Adam was an odd child. It’s hard to say exactly what made him odd. In our day and age we could probably contrive at least twenty seven different things that might have caused his particular brand of oddity. It wasn’t that he looked somehow different. With large bright eyes peering out from under a dark mop of hair and an inquisitive nature, he was a pretty decent looking kid.
Now, I was a bit of an explorer as a kid. I loved the deep dark places where I could imagine monsters hid ready to pounce upon us. Inside, I knew it was all imagination. But to play out these fantasies and rescue the damsel in distress was a highlight of my childhood. I collected baseball cards. Adam collected old keys.
There was an old abandoned house on our street back then, and when we were about 11 years old, we finally became just rebellious enough of our parents that we made this house a hideout.

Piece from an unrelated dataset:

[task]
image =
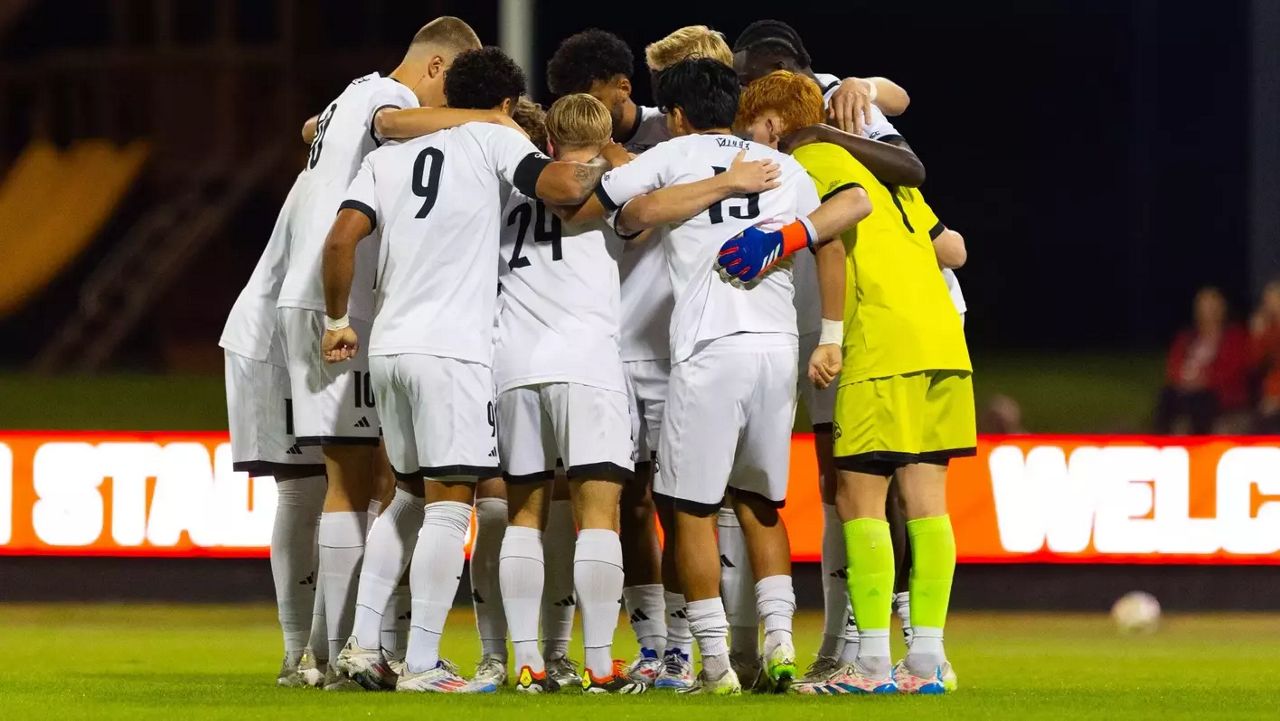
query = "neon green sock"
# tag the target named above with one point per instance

Nothing was ever really said, but we knew it was off limits. Unfortunately, an old house covered in vines and reeking of untold history holds a special place in the heart of a young boy. Oh the wonders we could imagine. Pirate ships, dungeons, war ravaged apocalypses where we were the only survivors… our imaginations would often run away with us till it was almost dark.
There was a new spot that we found one summer day. Outside the house, buried under a fallen log, and half hidden in vines was a cellar door. Locked. It became a bit of an obsession. What lay beneath those doors? Some beast locked away? A buried treasure? The zombified remains of the house’s previous occupants?

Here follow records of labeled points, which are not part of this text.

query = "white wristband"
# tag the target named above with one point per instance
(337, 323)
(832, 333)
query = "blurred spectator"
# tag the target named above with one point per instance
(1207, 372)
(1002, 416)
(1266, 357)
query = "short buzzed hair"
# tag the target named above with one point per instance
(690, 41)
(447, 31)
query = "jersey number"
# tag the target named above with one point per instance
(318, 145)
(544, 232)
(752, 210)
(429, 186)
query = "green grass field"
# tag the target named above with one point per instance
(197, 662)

Our first and most immediate response to this dilemma was to break in the door and explore the till now secret passage. You see, beyond imagination there is a place where every boy loves one thing. It is undeniable. It is almost a form of worship. Destruction. We fell to with reckless abandon trying to get into that door. We cleared away the tangle of vines and moss, and beat it with sticks and rocks, making quite a ruckus I assure you. Well, obviously… because mom found out about it and grounded me for a week and told me not to go back to the house.
Adam was grounded too. Unfortunately and unlike me, he also acquired a large amount of poison ivy. So with my week up, and a mystery yet unsolved, I ran to Adam’s house where we could talk over our options. He pulled out his key collection.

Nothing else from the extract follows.